In an echo of the Beatles’ song Day In The Life, a study points to evidence of thousands of holes – not in Blackburn, Lancashire, but at the centre of our galaxy, the Milky Way.
They are black holes, and there are probably a lot more of them than it takes to fill the Albert Hall.
The idea that a plethora of smaller black holes may surround the “supermassive” hole at the heart of the Milky Way dates back decades. But it has remained an unproven theory because the holes are so difficult to detect.
Now scientists have developed a technique to reveal the smoking gun of hidden black holes at the galaxy’s centre.
They searched for X-rays emitted by a subgroup of low-mass black holes that have captured a passing star in their gravitational grip, creating a “black hole binary”.
The hunt came up with evidence of 300 to 500 of the binaries, from which it was possible to infer how many “isolated” black holes there must be at the galactic core. The answer was about 10,000.
US astrophysicist Dr Chuck Hailey, from Columbia University in New York City, said: “This finding confirms a major theory and the implications are many.

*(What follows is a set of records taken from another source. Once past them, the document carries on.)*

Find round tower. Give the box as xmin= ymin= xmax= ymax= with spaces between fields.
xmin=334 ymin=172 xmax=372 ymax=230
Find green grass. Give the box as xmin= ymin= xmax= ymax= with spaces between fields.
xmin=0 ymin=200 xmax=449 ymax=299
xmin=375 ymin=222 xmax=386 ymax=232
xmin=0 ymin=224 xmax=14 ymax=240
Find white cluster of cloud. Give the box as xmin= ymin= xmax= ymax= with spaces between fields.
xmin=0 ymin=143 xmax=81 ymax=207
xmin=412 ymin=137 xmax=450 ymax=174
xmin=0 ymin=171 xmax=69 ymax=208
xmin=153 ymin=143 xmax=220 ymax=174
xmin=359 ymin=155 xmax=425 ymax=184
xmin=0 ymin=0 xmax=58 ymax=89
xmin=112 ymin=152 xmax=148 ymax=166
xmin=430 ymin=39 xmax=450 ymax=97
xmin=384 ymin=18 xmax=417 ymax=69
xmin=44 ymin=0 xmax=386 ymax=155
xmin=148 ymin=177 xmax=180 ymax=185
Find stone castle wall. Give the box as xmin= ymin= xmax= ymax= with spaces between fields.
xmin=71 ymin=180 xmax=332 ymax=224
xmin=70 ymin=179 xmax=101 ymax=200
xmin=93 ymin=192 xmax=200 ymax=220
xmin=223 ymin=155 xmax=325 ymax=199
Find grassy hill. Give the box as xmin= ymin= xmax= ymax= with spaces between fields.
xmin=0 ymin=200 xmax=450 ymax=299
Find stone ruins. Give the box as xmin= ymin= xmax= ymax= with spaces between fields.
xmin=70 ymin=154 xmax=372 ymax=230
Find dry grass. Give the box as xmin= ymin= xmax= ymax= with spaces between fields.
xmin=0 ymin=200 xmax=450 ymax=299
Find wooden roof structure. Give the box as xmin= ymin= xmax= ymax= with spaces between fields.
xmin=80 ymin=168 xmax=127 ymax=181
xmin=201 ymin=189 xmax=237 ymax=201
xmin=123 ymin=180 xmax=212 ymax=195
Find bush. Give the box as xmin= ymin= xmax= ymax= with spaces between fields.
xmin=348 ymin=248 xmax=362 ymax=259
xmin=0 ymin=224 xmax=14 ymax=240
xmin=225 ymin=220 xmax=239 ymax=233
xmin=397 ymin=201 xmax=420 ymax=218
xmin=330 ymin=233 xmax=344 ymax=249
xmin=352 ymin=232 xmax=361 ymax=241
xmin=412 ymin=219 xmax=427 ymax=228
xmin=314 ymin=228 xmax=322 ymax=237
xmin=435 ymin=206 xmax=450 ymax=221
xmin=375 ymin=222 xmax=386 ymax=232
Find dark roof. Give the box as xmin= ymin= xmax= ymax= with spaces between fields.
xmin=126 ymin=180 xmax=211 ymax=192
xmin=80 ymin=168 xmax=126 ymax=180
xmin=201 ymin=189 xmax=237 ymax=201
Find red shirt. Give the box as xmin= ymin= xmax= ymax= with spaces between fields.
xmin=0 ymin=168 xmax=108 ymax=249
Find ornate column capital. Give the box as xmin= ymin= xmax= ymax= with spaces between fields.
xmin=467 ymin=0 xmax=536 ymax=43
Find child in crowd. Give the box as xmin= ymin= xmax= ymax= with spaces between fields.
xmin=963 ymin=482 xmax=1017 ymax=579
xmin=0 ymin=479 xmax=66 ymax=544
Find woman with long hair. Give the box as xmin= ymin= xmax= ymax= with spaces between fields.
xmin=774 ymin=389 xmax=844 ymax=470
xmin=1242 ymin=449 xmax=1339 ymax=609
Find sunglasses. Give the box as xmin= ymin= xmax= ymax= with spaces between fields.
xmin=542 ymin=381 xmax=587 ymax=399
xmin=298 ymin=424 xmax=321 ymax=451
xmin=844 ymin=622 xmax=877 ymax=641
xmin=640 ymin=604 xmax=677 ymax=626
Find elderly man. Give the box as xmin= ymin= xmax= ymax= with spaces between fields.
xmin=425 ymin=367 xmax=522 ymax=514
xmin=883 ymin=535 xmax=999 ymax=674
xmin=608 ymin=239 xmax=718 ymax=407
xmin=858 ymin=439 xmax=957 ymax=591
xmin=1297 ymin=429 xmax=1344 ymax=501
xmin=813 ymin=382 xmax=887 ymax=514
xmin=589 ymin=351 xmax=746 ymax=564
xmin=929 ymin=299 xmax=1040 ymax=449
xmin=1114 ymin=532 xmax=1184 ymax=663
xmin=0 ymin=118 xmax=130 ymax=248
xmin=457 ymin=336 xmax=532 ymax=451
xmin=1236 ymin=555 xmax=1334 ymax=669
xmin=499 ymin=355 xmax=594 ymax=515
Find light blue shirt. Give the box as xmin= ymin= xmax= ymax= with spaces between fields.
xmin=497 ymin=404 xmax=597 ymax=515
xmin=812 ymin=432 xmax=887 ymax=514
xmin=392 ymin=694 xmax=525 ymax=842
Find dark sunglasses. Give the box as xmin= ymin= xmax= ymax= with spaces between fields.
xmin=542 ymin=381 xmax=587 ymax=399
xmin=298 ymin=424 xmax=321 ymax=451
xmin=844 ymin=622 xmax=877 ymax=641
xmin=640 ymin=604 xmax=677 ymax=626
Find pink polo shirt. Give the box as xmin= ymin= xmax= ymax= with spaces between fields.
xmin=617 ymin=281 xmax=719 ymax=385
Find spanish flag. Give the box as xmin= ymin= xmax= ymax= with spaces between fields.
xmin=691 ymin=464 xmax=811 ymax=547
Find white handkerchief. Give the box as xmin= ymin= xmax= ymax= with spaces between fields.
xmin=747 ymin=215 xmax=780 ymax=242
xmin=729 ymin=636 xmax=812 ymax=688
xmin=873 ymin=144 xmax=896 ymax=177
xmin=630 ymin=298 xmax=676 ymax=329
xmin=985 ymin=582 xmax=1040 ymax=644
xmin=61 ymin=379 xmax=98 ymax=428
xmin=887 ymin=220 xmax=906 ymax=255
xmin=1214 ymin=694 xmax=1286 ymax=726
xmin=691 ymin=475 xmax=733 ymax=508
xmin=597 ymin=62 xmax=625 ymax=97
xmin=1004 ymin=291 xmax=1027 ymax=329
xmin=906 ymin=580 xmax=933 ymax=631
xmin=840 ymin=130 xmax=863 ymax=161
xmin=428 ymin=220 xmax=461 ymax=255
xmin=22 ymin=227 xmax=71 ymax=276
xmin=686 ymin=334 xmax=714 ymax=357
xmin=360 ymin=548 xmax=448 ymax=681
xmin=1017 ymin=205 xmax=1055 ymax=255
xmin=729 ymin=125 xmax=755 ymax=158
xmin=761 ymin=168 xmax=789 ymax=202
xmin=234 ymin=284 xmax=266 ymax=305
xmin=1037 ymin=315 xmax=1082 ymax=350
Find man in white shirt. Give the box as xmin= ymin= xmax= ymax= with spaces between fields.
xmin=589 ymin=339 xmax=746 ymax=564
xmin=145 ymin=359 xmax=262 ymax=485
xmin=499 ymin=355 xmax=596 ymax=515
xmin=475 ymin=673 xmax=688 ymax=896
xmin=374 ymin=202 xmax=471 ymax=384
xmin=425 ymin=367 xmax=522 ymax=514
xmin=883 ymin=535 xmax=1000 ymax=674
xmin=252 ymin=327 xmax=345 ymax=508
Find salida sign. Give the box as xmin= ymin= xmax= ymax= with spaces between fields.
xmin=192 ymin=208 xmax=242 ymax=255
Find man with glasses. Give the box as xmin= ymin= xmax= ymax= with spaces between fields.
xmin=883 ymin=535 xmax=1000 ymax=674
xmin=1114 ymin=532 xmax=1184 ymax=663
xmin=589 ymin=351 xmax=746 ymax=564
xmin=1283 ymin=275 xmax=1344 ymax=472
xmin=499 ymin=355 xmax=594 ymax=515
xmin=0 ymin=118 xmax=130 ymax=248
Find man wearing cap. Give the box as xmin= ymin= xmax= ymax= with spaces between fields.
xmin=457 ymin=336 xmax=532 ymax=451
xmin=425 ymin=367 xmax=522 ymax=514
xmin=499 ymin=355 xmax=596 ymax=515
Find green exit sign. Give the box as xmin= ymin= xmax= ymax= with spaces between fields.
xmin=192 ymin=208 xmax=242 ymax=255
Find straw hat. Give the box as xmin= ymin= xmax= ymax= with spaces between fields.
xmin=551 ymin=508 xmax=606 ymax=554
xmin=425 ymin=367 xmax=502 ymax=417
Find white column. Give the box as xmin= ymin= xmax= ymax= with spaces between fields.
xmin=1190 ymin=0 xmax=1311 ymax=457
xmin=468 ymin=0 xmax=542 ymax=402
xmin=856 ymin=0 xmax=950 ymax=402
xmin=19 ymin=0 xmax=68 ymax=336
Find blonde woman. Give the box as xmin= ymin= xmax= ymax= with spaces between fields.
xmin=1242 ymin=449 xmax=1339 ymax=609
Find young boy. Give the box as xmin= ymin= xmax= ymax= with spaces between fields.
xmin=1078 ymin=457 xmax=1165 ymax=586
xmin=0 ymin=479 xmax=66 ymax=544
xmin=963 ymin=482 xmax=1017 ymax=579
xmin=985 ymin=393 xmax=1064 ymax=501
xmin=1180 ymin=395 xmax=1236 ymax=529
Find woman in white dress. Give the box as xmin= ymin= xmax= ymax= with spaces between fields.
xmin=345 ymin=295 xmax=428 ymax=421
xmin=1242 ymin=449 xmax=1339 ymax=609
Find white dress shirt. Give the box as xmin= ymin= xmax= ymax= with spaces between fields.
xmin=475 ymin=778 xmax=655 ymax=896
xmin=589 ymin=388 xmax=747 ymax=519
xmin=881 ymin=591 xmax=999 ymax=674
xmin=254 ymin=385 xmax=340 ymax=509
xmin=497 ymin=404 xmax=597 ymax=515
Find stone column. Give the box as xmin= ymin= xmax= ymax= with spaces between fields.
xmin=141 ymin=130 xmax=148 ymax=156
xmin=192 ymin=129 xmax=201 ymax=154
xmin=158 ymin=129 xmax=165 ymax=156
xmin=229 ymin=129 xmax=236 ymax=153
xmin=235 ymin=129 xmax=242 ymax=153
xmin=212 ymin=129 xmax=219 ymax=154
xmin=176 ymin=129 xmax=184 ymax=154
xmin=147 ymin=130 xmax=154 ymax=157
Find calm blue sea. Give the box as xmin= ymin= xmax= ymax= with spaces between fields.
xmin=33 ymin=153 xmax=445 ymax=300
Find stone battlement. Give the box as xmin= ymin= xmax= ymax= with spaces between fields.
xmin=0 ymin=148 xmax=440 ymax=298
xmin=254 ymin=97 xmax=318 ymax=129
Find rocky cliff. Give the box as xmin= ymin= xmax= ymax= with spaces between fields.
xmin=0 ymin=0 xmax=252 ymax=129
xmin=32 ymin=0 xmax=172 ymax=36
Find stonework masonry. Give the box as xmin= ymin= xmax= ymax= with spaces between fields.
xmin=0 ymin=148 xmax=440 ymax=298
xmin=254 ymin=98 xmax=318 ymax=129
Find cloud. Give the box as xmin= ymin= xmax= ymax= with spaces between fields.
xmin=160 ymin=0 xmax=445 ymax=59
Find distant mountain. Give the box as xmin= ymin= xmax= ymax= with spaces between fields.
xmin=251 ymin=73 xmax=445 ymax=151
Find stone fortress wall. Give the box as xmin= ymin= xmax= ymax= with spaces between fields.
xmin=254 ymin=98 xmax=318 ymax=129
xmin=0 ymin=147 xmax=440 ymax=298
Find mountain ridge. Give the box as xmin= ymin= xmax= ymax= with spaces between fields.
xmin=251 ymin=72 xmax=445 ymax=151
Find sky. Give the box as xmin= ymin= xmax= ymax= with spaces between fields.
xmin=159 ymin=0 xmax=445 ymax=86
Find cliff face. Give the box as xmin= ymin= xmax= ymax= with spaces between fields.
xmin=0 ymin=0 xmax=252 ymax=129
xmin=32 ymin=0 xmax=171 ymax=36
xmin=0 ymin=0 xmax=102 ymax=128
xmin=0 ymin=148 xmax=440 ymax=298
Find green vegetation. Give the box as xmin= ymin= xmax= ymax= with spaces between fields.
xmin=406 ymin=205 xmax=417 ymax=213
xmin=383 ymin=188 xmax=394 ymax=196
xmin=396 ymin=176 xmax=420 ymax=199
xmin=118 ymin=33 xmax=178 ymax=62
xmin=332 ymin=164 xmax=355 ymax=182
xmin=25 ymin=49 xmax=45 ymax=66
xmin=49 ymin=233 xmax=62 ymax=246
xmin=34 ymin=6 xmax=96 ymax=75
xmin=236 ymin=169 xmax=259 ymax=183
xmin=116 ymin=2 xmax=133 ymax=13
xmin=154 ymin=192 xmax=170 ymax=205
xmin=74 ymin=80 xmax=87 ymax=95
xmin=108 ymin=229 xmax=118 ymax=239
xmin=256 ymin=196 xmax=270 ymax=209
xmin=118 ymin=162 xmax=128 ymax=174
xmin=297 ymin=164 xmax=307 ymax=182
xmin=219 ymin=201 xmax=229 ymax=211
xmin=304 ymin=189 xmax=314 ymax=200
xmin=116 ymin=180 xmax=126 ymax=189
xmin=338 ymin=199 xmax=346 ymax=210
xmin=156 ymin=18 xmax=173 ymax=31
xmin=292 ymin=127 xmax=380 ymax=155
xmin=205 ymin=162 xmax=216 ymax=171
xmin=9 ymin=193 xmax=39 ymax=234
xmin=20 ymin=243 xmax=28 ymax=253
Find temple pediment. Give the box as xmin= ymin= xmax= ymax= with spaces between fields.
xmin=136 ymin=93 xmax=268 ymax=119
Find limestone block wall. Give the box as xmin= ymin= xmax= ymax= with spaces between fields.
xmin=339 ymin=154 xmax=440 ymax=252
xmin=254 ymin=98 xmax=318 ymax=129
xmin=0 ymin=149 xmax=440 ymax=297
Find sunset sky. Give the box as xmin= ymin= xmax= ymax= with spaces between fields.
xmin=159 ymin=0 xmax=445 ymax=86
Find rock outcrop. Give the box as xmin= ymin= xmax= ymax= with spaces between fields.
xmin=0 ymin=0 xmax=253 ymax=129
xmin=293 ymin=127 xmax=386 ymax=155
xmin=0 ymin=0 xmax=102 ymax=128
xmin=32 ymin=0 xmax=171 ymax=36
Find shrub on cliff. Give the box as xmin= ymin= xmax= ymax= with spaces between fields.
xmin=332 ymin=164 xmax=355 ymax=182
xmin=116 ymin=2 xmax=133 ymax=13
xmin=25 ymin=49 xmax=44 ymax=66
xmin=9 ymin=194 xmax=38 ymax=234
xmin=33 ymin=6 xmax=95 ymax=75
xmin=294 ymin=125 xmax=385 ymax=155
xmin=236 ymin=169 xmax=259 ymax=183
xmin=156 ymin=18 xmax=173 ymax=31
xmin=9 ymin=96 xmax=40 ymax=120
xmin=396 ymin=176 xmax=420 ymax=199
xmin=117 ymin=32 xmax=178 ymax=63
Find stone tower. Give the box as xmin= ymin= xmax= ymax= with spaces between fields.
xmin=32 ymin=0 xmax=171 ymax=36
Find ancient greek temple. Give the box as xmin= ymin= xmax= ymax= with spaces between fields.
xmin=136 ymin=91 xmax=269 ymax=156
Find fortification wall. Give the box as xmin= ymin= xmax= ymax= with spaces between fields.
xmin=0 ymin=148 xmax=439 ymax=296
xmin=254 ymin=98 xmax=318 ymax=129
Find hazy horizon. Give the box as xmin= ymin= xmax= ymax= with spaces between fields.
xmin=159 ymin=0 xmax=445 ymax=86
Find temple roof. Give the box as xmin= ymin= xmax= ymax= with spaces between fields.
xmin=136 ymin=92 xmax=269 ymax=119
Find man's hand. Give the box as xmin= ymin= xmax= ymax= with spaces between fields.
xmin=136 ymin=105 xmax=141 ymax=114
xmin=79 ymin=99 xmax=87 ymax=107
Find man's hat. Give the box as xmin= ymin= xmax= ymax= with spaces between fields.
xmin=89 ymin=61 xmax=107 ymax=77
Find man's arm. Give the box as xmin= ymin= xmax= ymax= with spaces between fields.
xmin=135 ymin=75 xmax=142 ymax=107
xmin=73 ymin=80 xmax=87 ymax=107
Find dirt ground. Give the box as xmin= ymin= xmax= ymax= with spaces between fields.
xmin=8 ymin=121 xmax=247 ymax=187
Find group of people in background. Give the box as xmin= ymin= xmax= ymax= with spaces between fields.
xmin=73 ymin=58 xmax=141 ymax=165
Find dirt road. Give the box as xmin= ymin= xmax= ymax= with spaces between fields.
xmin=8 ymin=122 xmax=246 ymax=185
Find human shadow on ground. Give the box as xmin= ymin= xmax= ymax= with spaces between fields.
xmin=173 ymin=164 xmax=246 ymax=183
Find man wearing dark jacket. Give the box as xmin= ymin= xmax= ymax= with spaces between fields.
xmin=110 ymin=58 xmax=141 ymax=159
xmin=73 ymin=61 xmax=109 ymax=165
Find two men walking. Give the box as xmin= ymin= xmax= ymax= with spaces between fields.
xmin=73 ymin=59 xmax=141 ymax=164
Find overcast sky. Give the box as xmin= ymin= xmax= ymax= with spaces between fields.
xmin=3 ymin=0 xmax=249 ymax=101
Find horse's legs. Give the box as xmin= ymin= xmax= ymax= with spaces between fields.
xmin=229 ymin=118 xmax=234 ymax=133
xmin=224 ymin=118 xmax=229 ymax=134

“It is going to significantly advance gravitational wave research because knowing the number of black holes in the centre of a typical galaxy can help in better predicting how many gravitational wave events may be associated with them.
“All the information astrophysicists need is at the centre of the galaxy.”
The supermassive black hole at the heart of the Milky Way known as Sagittarius A (Sgr A) contains about four million times the mass of the sun and is 26,000 light years from Earth.
The halo of gas and dust around Sgr A is thought to provide the perfect breeding ground for massive stars that collapse into black holes when they die. These black holes, and others from outside the halo, are pulled towards Sgr A and held captive around it, scientists believe.
However, detecting them is a major a challenge. “Isolated, unmated black holes are just black – they don’t do anything,” said Dr Hailey. “So looking for isolated black holes is not a smart way to find them.”
Instead, his team scoured through archived data from the Chandra X-ray space telescope to identify the X-ray signatures of black hole binaries. The search turned up 12 of the objects within three light years of Sgr A. Further analysis of their properties indicated that there must be up to 500 black hole binaries in total.
The findings are reported in the latest issue of Nature journal.
In the Beatles’ 1967 song Day In The Life, from the Sergeant Pepper album, John Lennon sings: “I read the news today, oh boy: 4,000 holes in Blackburn, Lancashire”. He adds: “Now they know how many holes it takes to fill the Albert Hall.”